Peningkatan emisi biasanya diakibatkan oleh adaya konversi lahan dengan drainasi yang lebih besar. Makin matang gambut, emisi yang dilepaskan makin rendah. Selain itu, lapisan substratum pada lahan gambut juga dapat menentukan emisi. Lapisan tanah mineral yang mengandung polivalen tinggi di bawah lahan gambut akan melepaskan emisi dalam ukuran kecil. Selanjutnya, ameliorasi yang dilakukan pada tanah gambut dengan maksud memperbaiki kesuburan juga dapat memacu emisi, karena dapat menurunkan rasio karbon/nitrogen (N) dan akan memacu dekomposisi gambut (Parish et al, 2007).
Sebelum menjadikan lahan gambut sebagai lahan pertanian maka lahan gambut perlu dikeringkan. Hal ini dikeranakan pada keadaan alaminya, lahan gambut mengandung banyak air. Tujuan pengeringan ini pada lahan gambut adalah supaya akar tanaman yang akan ditanam pada lahan gambut dapat mengakses oksigen sehingga mengalami pertumbuhan. Namun, proses tersebut membuat mikroba di dalam tanah merongrong bahan organik dan melepaskan CO2 dalam prosesnya.

Pembusukan bahan organik

Pembusukan bahan organik di dalam lahan gambut mengakibatkan penyusutan gambut sehingga memerlukan pengeringan dengan tujuan untuk mencegah air kembali memenuhi gambut. Emisi karbondioksida akan terus berlangsung mengikuti siklus surut dan keringnya gambut. Keberlangsungan tersebut membuat luasan dan ketebalan tanah gambut tidak dapat dipastikan. Organisasi Pangan dan Pertanian (FAO) menyediakan perkiraan emisi dari pengeringan gambut, tetapi data emisi tersebut berasal dari set data yang tidak pasti dan belum berubah sejak 1990 (Rieley et al, 2008).

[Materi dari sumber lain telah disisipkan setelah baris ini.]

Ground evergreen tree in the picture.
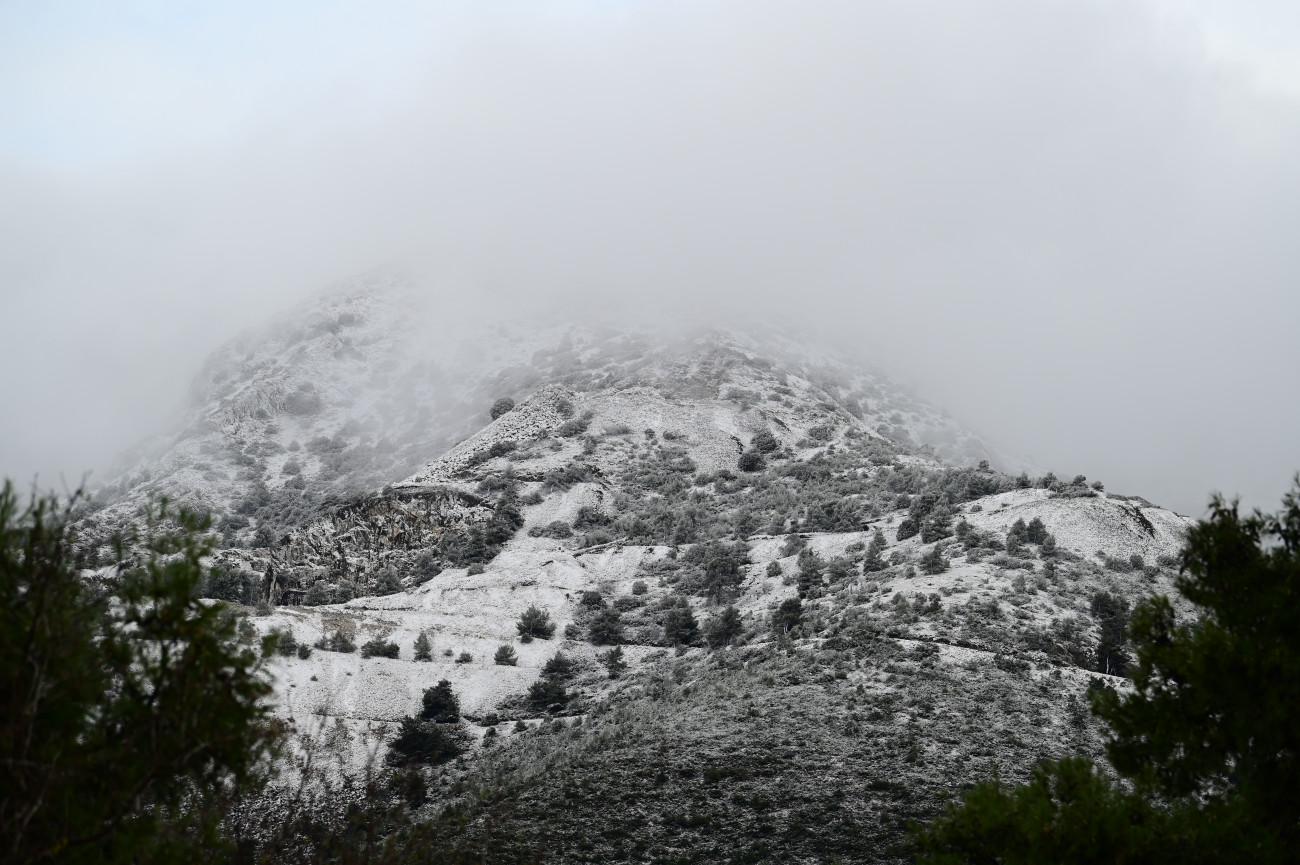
[0,484,280,864]
[515,605,555,643]
[413,631,433,661]
[586,609,623,645]
[663,606,699,645]
[601,645,628,679]
[420,679,460,723]
[919,479,1300,865]
[772,597,803,635]
[705,606,745,649]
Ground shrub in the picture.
[601,646,628,679]
[705,606,745,649]
[528,679,568,709]
[491,397,515,420]
[1089,592,1131,676]
[420,679,460,723]
[387,715,467,766]
[772,597,803,635]
[749,429,781,454]
[373,567,402,596]
[586,610,623,645]
[515,605,555,643]
[276,631,298,658]
[555,418,592,438]
[361,637,399,658]
[316,631,356,654]
[663,606,699,645]
[303,580,330,606]
[542,652,577,682]
[920,544,948,575]
[0,484,281,862]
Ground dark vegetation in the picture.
[920,480,1300,864]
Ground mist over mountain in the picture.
[0,0,1300,512]
[55,271,1192,862]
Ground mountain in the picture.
[73,273,1190,862]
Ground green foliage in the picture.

Cara yang lebih kompeten untuk mencegah gambut kering tidak mengeluarkan emisi karbondioksida adalah dengan membasahi kembali lahan gambut tersebut. Hal tersebut dapat mengurangi dampak kebakaran (mencegah) pada saat cuaca panas yang dapat membuat emisi bertambah dan terjadinya polusi. Di Indonesia, lahan gambut sangat penting karena kandungan karbon di dalamnya yang mampu tersimpan 20 kali lebih banyak dari pada hutan hujan tropis pada umumnya atau tanah yang bermineral, dan 90% diantaranya disimpan di dalam tanah. Apabila di atas lahan gambut terjadi penebangan pohon maka gambut tersebut dapat melepaskan karbon selama bertahun-tahun sehingga terjadi perubahan tanah gambut apabila terjadi kebakaran. Susanti, et al. (2009) mengatakan bahwa hutan di Indonesia hilang sebanyak 5% setiap tahunnya karena penebangan hutan yang terus mengalami peningkatan.